Black Holes & Cosmic Extremes

A Teaspoon of Neutron Star Weighs About a Billion Tonnes

Answers: “how much does a teaspoon of neutron star weigh?”

When a giant star dies, it doesn’t always go quietly into a black hole. Sometimes it leaves behind something almost stranger: a neutron star.

Picture this: take the entire Sun — 1.4 times its mass, actually — and crush it down into a sphere about 20 kilometers across. That’s roughly the size of Mumbai. That’s a neutron star.

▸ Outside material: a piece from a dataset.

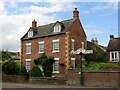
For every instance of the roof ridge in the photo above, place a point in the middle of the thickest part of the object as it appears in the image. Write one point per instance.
(54, 23)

The numbers stop making intuitive sense very quickly:

  • One teaspoon of neutron star material weighs around a billion tonnes — more than all 8 billion humans on Earth combined, several times over.
  • The surface gravity is so intense that if you dropped a marshmallow onto a neutron star, it would hit the surface with the energy of a small nuclear bomb.
  • Some spin hundreds of times per second — an object the mass of the Sun, rotating faster than a kitchen blender. We call those pulsars.
  • Their magnetic fields can be trillions of times stronger than Earth’s.

What makes this density possible? Inside a neutron star, gravity has crushed atoms themselves out of existence. Electrons and protons have been squeezed together into neutrons, and the entire star is essentially one giant atomic nucleus held together by gravity.

Here’s the part astronomers love most: neutron stars aren’t rare curiosities. There are likely hundreds of millions of them drifting through our galaxy alone — silent, city-sized corpses of dead suns, each one denser than anything humans could ever recreate.

The universe’s most extreme matter isn’t in a lab. It’s out there, spinning in the dark.